The ceremonial first pitch choice is fantastic: it’s Billy Williams, the Hall of Famer and six-time All-Star who starred for the Cubs from 1959 through 1974. Glad to see Williams here. I know he’s beloved in Chicago, but he has always seemed to be one of the more overlooked Hall of Famers of the 1960s-70s. I’m guessing not being in the World Series all that time has a lot to do with that, so it’s all the more appropriate that he’s getting the spotlight tonight. Here’s hoping Fox makes a big deal out of it and replays it after the game starts.

“Take me out to the ballgame” will be sung by the guy who, I assume, holds the title of Cubs First Fan, Bill Murray. It’ll be wacky, I’m sure.
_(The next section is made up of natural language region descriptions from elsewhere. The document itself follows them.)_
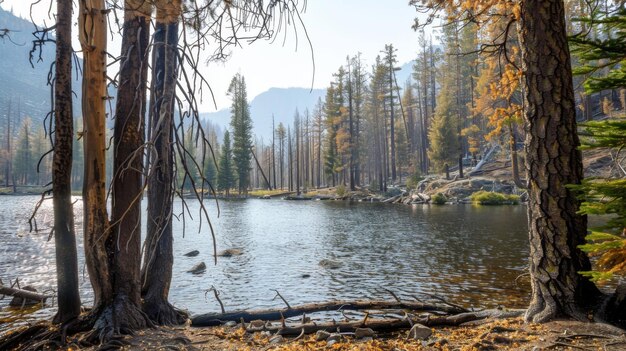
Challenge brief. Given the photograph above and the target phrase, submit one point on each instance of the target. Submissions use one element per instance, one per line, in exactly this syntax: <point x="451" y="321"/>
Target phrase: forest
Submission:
<point x="537" y="85"/>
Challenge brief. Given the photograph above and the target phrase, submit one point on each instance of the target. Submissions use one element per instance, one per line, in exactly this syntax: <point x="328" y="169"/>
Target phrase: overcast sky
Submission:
<point x="337" y="28"/>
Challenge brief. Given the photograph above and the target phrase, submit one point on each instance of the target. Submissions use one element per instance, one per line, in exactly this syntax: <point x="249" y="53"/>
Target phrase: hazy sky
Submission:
<point x="337" y="28"/>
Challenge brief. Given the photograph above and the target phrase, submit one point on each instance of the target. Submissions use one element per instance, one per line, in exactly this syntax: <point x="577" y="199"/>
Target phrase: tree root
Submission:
<point x="163" y="313"/>
<point x="122" y="317"/>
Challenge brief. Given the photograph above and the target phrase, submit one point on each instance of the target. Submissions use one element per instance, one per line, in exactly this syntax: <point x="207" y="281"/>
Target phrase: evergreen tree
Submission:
<point x="225" y="175"/>
<point x="603" y="64"/>
<point x="443" y="132"/>
<point x="281" y="134"/>
<point x="23" y="168"/>
<point x="241" y="123"/>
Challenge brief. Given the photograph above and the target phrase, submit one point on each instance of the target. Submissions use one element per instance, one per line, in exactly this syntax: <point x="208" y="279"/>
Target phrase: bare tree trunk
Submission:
<point x="92" y="27"/>
<point x="7" y="169"/>
<point x="274" y="152"/>
<point x="158" y="259"/>
<point x="128" y="151"/>
<point x="68" y="297"/>
<point x="552" y="162"/>
<point x="514" y="159"/>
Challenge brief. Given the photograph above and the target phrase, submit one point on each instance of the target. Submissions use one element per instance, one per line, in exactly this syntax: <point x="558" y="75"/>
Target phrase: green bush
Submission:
<point x="413" y="180"/>
<point x="439" y="199"/>
<point x="341" y="190"/>
<point x="492" y="198"/>
<point x="391" y="192"/>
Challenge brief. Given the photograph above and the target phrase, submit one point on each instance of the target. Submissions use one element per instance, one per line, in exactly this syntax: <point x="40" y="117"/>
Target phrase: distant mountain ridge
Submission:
<point x="278" y="102"/>
<point x="22" y="83"/>
<point x="28" y="86"/>
<point x="282" y="104"/>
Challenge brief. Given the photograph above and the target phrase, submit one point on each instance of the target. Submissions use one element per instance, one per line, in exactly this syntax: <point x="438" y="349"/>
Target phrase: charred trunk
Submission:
<point x="128" y="151"/>
<point x="64" y="233"/>
<point x="92" y="28"/>
<point x="158" y="256"/>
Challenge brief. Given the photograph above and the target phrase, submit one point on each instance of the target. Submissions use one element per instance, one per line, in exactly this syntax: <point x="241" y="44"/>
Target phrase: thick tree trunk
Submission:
<point x="515" y="159"/>
<point x="68" y="297"/>
<point x="128" y="153"/>
<point x="552" y="162"/>
<point x="92" y="27"/>
<point x="115" y="311"/>
<point x="158" y="256"/>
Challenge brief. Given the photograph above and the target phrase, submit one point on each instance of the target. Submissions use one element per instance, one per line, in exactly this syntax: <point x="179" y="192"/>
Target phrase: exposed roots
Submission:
<point x="163" y="313"/>
<point x="122" y="317"/>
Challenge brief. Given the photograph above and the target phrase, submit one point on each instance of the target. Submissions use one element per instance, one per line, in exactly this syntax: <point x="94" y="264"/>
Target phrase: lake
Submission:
<point x="469" y="255"/>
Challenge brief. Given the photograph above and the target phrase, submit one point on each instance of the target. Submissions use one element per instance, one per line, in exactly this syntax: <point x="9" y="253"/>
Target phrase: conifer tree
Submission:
<point x="225" y="175"/>
<point x="241" y="124"/>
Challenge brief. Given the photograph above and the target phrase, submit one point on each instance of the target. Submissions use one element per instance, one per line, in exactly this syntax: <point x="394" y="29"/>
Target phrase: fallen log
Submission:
<point x="24" y="294"/>
<point x="388" y="325"/>
<point x="213" y="319"/>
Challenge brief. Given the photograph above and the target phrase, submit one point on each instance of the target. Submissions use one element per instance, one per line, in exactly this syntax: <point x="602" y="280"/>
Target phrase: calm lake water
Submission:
<point x="470" y="255"/>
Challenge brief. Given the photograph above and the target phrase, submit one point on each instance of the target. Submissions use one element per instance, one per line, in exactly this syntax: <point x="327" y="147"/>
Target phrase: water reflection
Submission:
<point x="467" y="254"/>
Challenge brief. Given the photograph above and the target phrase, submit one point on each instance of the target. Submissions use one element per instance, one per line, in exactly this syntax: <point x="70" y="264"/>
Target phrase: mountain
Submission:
<point x="23" y="84"/>
<point x="279" y="102"/>
<point x="282" y="104"/>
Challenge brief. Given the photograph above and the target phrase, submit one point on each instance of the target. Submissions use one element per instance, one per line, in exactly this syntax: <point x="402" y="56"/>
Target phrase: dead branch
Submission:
<point x="212" y="319"/>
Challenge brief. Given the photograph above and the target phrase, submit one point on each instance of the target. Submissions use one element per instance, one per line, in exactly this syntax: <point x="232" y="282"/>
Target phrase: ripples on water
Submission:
<point x="467" y="254"/>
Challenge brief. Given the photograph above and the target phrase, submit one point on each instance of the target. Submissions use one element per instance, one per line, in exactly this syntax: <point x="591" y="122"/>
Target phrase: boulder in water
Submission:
<point x="230" y="253"/>
<point x="198" y="269"/>
<point x="330" y="264"/>
<point x="19" y="302"/>
<point x="193" y="253"/>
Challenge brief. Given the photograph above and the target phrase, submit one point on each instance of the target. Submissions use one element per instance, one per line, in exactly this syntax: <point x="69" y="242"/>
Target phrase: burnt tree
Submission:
<point x="64" y="233"/>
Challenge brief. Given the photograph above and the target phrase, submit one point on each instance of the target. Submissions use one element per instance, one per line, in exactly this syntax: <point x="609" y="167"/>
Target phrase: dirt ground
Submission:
<point x="506" y="334"/>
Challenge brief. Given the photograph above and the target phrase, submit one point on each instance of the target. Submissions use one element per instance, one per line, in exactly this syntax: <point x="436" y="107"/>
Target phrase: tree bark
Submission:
<point x="92" y="28"/>
<point x="64" y="233"/>
<point x="128" y="152"/>
<point x="552" y="162"/>
<point x="158" y="256"/>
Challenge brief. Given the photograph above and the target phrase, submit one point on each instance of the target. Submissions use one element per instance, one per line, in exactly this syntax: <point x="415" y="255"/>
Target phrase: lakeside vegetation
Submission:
<point x="485" y="87"/>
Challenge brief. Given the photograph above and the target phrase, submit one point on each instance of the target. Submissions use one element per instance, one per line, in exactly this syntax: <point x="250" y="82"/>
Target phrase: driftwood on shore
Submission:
<point x="212" y="319"/>
<point x="26" y="295"/>
<point x="393" y="324"/>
The National Anthem will be sung by Chicago native Patrick Stump. Who, many of you may know, is the lead singer for Fall Out Boy. This continues Major League Baseball’s strangely strong association with Fall Out Boy over the years. They, or some subset of them, seem to perform at every MLB jewel event. They have featured in MLB’s Opening Day musical montages. They played at the All-Star Game this summer. Twice. And, of course, they are the creative minds behind “My Songs Know What You Did in the Dark,” (a/k/a “light ’em MUPMUPMUPMUP“) which Major League Baseball and Fox used as incessant playoff bumper music several years ago. I don’t ask for much in life, but one thing I do want is someone to love me as much as Major League Baseball loves Fall Out Boy. We all do, really.

Wayne Messmer, the former public address announcer for the Cubs and a regular performer of the National Anthem at Wrigley Field will sing “God Bless America.”

Between that and Bill Murray, I think we’ve found out the Cubs strategy for dealing with Andrew Miller: icing him if he tries to straddle the 6th and 7th innings.